I need to think about this. It's a distinction I haven't heard before, and it makes some sense... but it doesn't leave any room for the Religious Right, who aren't interested (as far as I can tell) in either.

It does offer another way of looking at the question, different from the "smart, but evil" vs. "good, but stupid" way I've been thinking for the past few years.

And it strikes me that, while I'm much more interested in equality than liberty, I'm also interested in liberty. It further strikes me that if we give up either, we soon won't have the other.

Saturday, April 2, 2011

midnight computer worries

My main computer has never run Windows; I built it from parts to run Ubuntu, and it's been happily doing that since spring of 2008. Linux computers rarely get any kind of attack (I don't use any virus protection), but I stumbled on two articles on rootkits in Linux this morning (it's heading for 4:00 am, and I've been up since about 2:30).
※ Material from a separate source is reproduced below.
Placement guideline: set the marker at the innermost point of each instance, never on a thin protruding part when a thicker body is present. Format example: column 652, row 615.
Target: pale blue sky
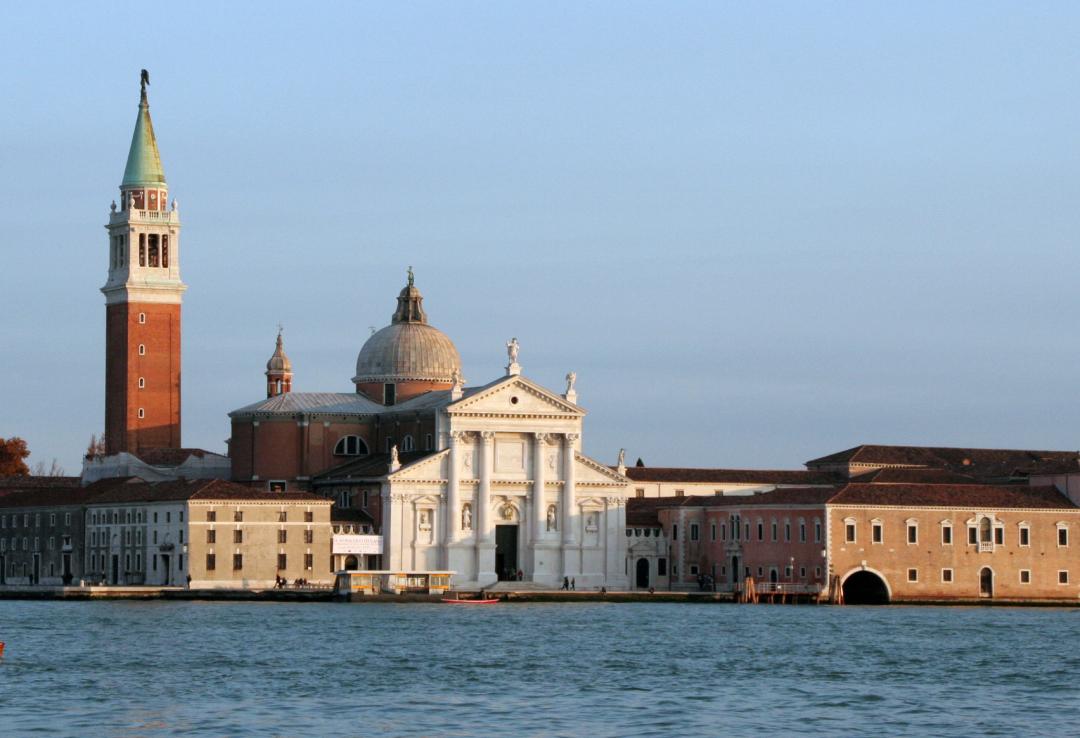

I don't do my best thinking at this time of day (that doesn't happen for another two hours or so), so I got panicky and downloaded what appear to be the most common rootkit utilities for Ubuntu: chkrootkit and rkhunter.

They didn't show up in the program menu anywhere I could find, which means they run from the ooh-scary command-line terminal (my first computer didn't have Windows - back in the DOS 3.3 days - and even my second computer only had Windows 2.something, that was basically a menu for command-line commands, so I'm not completely unfamiliar with the command line - but you've gotta know what the commands are to use 'em; graphical interfaces, with all their problems, are better for the person who doesn't know what the program will do). Both programs want to be run as root, and rkhunter wants a parameter set. For the basics, use these commands:

sudo rkhunter -c

sudo chkrootkit

That'll get 'em going... and now I've got a place where I can go look these up when I need 'em!
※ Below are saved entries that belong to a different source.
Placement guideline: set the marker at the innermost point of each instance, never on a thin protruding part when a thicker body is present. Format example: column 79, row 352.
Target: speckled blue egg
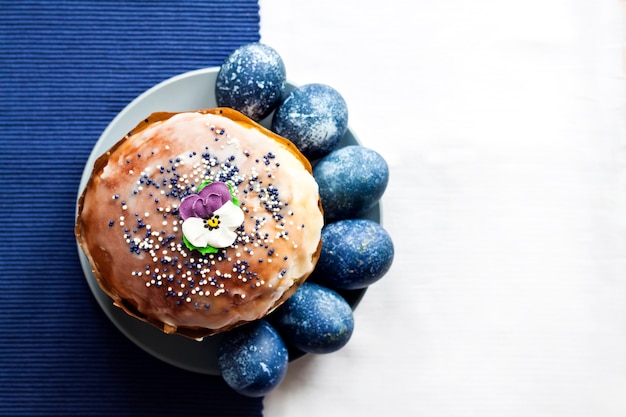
column 253, row 358
column 251, row 80
column 355, row 254
column 315, row 319
column 352, row 180
column 314, row 117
(A year and a half ago, on another blog, I wrote about the use of the command line. I'm sticking with the thoughts expressed in that earlier post.)

Friday, April 1, 2011

tl:dr HAH!

I've just discovered an internet meme: TL:DR. It stands for "Too long; didn't read".

Man, that's me all over the place. I am an unstoppable source of verbiage that is TL, so that everybody else can pass by and DR.

My friend Mark A is another offender; his emails look like letters, and his letters need chapter headings. I love them, except when it's time for me to respond; I always feel like I'm cheating him out of some text when I don't send some thousand-word email, or when I don't have to pay book rate on a letter.

"TL;DR" (shouldn't it be a semicolon?). Hrmph. If it's something I'm interested in, you can't make it long ENOUGH!